Listeners were asked to watch/listen to stimuli that were audio-only, visual-only, audiovisual-congruent, or audiovisual-incongruent (e.g., audio “save” paired with visual “shave”). The listeners’ task was to identify whether the first sound of the stimuli was “s” or “sh”. We tested two groups of native English listeners – one familiar with the speaker who produced the stimuli and one unfamiliar with the speaker.
The results showed that listeners familiar with the speaker identified the fricatives faster in all conditions (Figure 1) and more accurately in the visual-only condition (Figure 2).

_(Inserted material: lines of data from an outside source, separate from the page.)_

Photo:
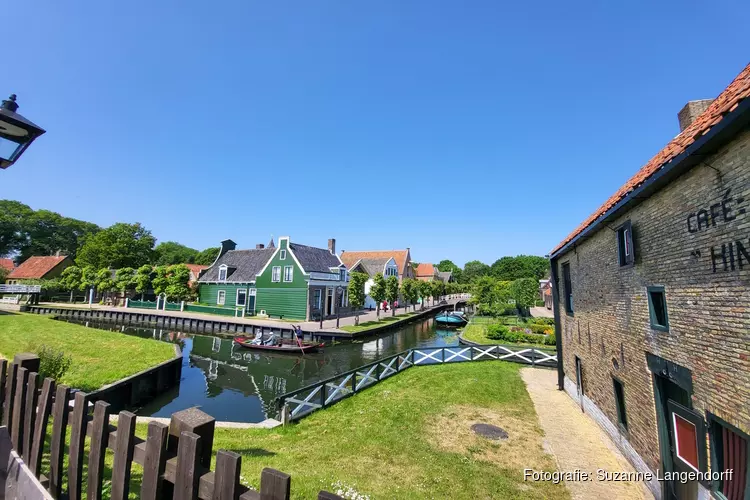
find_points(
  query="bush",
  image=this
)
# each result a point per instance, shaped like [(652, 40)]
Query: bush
[(53, 364)]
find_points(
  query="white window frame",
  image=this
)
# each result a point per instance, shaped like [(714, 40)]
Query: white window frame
[(237, 297)]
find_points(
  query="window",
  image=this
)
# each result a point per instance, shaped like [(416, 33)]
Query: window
[(241, 299), (568, 288), (626, 255), (729, 451), (622, 418), (657, 308)]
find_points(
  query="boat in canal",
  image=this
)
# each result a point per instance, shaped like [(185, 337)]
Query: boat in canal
[(282, 346), (453, 318)]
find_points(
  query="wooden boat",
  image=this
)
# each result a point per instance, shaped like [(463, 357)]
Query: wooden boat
[(451, 319), (287, 345)]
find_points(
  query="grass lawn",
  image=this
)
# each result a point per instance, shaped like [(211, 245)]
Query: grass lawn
[(99, 357), (385, 319)]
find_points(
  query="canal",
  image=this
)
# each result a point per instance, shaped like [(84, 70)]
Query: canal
[(235, 384)]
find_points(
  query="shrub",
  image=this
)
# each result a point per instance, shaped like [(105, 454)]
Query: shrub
[(52, 363)]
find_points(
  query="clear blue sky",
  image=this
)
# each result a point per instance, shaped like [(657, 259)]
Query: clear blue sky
[(464, 130)]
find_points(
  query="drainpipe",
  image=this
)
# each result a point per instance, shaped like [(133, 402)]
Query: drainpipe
[(558, 329)]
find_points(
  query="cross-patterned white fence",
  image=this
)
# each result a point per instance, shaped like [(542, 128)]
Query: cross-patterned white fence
[(303, 401)]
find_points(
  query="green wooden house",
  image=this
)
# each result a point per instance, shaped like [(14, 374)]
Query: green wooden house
[(288, 281)]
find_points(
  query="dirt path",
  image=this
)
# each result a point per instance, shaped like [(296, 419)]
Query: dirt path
[(577, 442)]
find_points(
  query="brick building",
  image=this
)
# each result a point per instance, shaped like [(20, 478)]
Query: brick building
[(652, 305)]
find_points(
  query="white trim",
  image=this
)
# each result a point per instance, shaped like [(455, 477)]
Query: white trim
[(237, 297)]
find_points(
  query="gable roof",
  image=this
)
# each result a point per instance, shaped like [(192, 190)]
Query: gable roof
[(242, 265), (425, 269), (35, 268), (724, 104), (400, 256), (314, 259)]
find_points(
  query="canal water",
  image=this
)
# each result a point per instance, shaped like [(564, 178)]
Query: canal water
[(235, 384)]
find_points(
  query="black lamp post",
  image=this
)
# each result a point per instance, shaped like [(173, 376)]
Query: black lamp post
[(16, 132)]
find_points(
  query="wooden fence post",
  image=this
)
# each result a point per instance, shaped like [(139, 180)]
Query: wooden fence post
[(154, 461), (188, 461), (124, 445), (98, 449), (57, 447), (274, 485)]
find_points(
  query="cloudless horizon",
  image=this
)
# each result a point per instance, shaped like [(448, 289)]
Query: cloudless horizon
[(463, 130)]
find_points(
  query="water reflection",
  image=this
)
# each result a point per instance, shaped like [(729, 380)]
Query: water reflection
[(233, 383)]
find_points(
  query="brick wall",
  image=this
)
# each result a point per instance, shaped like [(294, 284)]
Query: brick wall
[(707, 305)]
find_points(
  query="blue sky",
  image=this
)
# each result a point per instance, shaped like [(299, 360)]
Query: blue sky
[(464, 130)]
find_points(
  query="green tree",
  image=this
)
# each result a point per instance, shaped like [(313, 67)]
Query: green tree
[(120, 245), (178, 287), (142, 279), (171, 252), (207, 256), (474, 270), (70, 279), (357, 292), (524, 291), (391, 292), (161, 280), (377, 292)]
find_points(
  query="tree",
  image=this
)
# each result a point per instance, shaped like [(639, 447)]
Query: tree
[(377, 291), (474, 270), (391, 292), (524, 292), (70, 279), (120, 245), (409, 291), (171, 252), (142, 279), (357, 292), (207, 256), (178, 279), (161, 280)]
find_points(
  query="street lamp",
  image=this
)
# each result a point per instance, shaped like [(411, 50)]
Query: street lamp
[(16, 132)]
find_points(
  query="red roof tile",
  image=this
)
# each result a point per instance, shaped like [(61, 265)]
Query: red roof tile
[(36, 267), (727, 102)]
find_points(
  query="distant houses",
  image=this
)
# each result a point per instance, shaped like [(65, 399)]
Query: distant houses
[(288, 280)]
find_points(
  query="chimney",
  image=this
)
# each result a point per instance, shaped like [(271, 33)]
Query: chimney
[(691, 111)]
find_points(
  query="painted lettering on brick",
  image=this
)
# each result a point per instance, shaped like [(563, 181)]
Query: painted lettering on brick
[(724, 211)]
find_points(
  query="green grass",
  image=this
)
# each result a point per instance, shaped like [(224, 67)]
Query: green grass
[(99, 357), (369, 325), (409, 437)]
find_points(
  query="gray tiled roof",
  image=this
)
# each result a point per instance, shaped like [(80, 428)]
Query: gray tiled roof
[(315, 259), (242, 265)]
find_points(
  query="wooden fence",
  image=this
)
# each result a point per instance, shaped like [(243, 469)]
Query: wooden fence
[(176, 458), (299, 403)]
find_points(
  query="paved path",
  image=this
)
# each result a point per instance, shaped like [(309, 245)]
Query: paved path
[(577, 442), (329, 325)]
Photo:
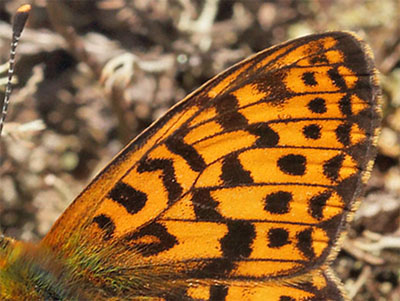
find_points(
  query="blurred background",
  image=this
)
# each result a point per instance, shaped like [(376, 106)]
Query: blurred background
[(93, 74)]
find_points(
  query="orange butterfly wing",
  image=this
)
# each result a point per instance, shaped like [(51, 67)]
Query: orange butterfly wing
[(244, 186)]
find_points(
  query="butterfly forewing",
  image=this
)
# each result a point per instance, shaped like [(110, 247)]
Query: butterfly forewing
[(245, 185)]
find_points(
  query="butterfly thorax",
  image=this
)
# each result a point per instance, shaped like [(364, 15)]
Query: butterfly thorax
[(36, 272), (30, 272)]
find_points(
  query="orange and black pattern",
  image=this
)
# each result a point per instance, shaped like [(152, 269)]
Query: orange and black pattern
[(241, 191)]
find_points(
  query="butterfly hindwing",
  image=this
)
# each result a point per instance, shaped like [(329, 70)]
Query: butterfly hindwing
[(247, 180)]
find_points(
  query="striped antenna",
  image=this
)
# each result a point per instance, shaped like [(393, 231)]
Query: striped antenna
[(18, 25)]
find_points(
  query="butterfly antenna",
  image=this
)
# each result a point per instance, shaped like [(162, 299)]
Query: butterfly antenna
[(18, 25)]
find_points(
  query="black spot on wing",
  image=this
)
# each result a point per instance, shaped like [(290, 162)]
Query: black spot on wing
[(237, 242), (278, 202), (205, 207), (318, 203), (159, 239), (228, 116), (312, 131), (337, 79), (106, 224), (168, 177), (131, 199), (332, 167), (218, 292), (176, 145), (317, 105), (343, 132), (309, 79), (305, 243), (278, 237), (292, 164), (267, 137), (233, 172), (345, 105)]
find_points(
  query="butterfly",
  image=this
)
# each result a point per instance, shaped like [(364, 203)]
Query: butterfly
[(240, 191)]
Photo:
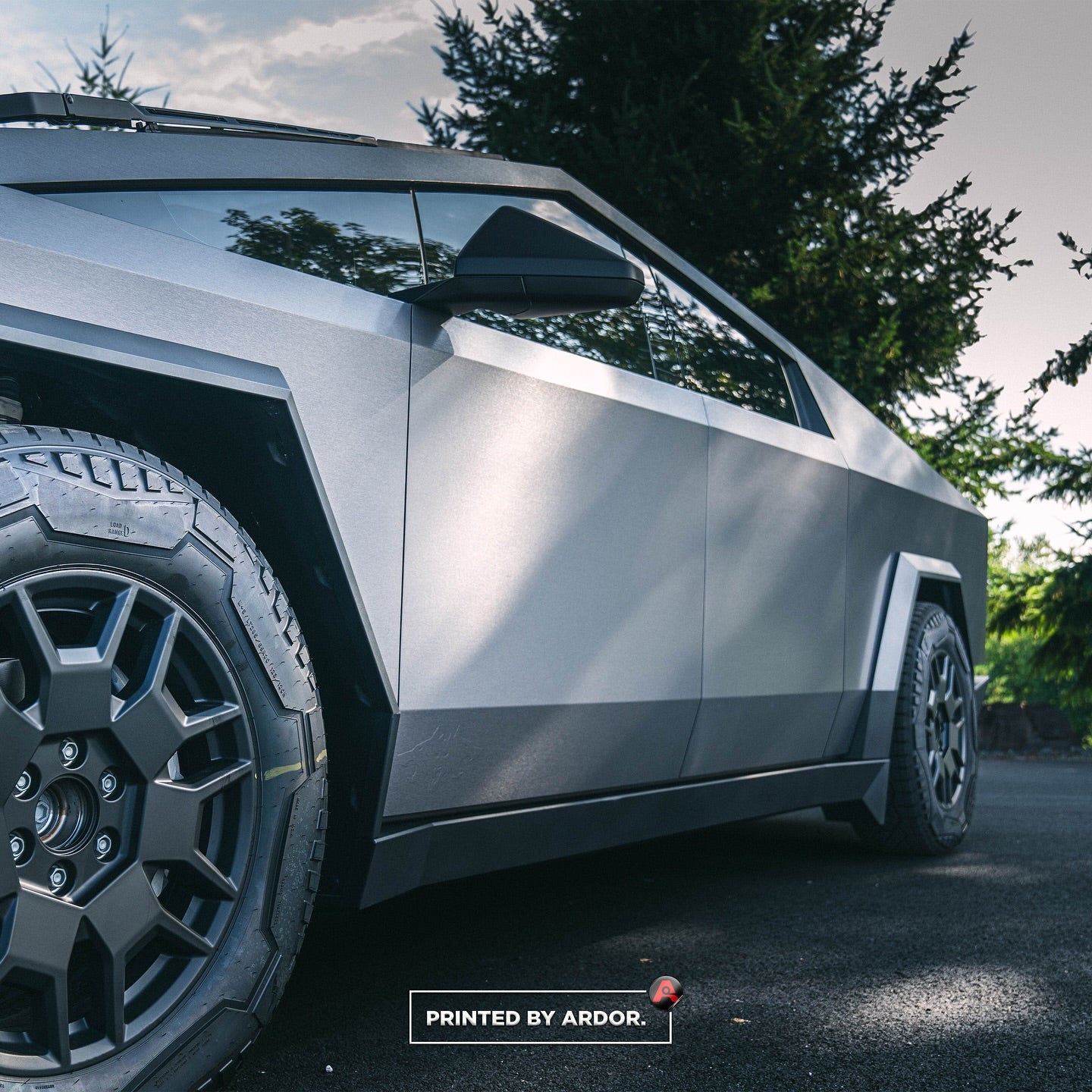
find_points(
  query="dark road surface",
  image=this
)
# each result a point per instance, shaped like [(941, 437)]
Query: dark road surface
[(851, 971)]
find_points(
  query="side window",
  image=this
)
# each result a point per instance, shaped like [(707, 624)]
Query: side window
[(369, 240), (615, 337), (710, 354)]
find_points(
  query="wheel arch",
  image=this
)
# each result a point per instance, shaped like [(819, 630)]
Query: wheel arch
[(915, 579), (232, 425)]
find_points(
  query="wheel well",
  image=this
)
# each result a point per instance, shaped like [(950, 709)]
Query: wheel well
[(245, 449), (947, 595)]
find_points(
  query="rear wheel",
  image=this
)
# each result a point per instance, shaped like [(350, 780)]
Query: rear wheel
[(934, 756), (162, 772)]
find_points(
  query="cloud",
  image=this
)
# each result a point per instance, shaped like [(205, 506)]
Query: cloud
[(345, 64)]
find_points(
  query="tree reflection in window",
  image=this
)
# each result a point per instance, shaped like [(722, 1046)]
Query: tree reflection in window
[(714, 357), (349, 253)]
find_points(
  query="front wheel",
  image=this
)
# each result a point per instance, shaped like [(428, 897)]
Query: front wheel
[(162, 772), (934, 755)]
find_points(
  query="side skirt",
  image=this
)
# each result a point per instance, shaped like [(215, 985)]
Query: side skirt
[(466, 846)]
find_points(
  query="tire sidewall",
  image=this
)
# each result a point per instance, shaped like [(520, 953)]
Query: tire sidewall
[(938, 635)]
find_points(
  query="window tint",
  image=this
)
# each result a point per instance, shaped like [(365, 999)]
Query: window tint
[(364, 240), (707, 353), (616, 337)]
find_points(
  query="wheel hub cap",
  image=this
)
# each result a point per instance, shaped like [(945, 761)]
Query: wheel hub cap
[(946, 730)]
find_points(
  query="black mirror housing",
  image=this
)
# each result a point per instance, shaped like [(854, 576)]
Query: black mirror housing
[(528, 268)]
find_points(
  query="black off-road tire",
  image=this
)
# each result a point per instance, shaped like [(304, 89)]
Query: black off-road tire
[(934, 744), (154, 688)]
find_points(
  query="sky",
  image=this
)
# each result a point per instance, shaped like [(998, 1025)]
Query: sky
[(355, 64)]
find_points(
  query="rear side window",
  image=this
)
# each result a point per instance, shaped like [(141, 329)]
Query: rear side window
[(617, 337), (369, 240), (704, 350)]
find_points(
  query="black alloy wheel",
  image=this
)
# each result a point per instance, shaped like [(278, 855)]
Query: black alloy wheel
[(162, 772), (934, 756), (131, 817)]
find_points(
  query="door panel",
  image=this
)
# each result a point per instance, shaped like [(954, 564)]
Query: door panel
[(776, 595), (554, 573)]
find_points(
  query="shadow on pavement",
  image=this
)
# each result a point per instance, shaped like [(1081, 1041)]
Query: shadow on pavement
[(807, 961)]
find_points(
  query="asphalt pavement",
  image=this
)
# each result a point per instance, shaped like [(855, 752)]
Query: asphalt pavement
[(807, 961)]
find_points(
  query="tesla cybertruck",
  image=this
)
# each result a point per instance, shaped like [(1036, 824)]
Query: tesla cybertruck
[(579, 551)]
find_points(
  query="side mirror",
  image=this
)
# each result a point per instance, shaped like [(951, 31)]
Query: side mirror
[(528, 268)]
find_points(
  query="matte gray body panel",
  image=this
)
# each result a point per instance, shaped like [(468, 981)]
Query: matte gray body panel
[(774, 595), (555, 557), (560, 633), (448, 849), (344, 354), (898, 503)]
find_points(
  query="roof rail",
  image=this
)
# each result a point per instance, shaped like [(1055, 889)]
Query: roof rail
[(61, 108)]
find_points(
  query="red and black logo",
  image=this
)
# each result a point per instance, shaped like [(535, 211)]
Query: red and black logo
[(665, 992)]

That is, listeners familiar with the speaker were more efficient in identifying the fricatives overall, and were more accurate when visual input was the only source of information.
We also examined whether visual familiarity affects the occurrence of the McGurk effect. Listeners were asked to identify syllable-initial stops (“b”, “d”, “g”) from stimuli that were audiovisual-congruent or incongruent (e.g., audio “ba” paired with visual “ga”). A blended (McGurk) response was indicated by a “da” response to an auditory “ba” paired with a visual “ga”.
Contrary to the “s”-“sh” findings reported earlier, the results from our identification task showed no difference between the familiar and unfamiliar listeners in the proportion of McGurk responses. This finding did not replicate Walker, Bruce, and O’Malley (1995).
In sum, familiarity with a speaker facilitated the speed of identifying fricatives from audiovisual stimuli. Familiarity also improved the accuracy of fricative identification when visual input was the only source of information. Although we did not find an effect of familiarity on the McGurk responses, our findings from the fricative task suggest that processing audiovisual speech is affected by speaker identity.
Figure 1- Reaction time of fricative identification from stimuli that were audio-only, visual-only, audiovisual-congruent, or audiovisual-incongruent. Error bars indicate 95% confidence intervals.
Figure 2- Accuracy of fricative identification (d’) from stimuli that were audio-only, visual-only, audiovisual-congruent, or audiovisual-incongruent (e.g., audio “save” paired with visual “shave”). Error bars indicate 95% confidence intervals.
Figure 3- Proportion of McGurk response (“da” response to audio “ba” paired with visual “ga”).
Video 1- Example of an audiovisual-incongruent stimulus (audio “save” paired with visual “shave”).
Video 2- Example of an audiovisual-incongruent stimulus (audio “ba” paired with visual “ga”).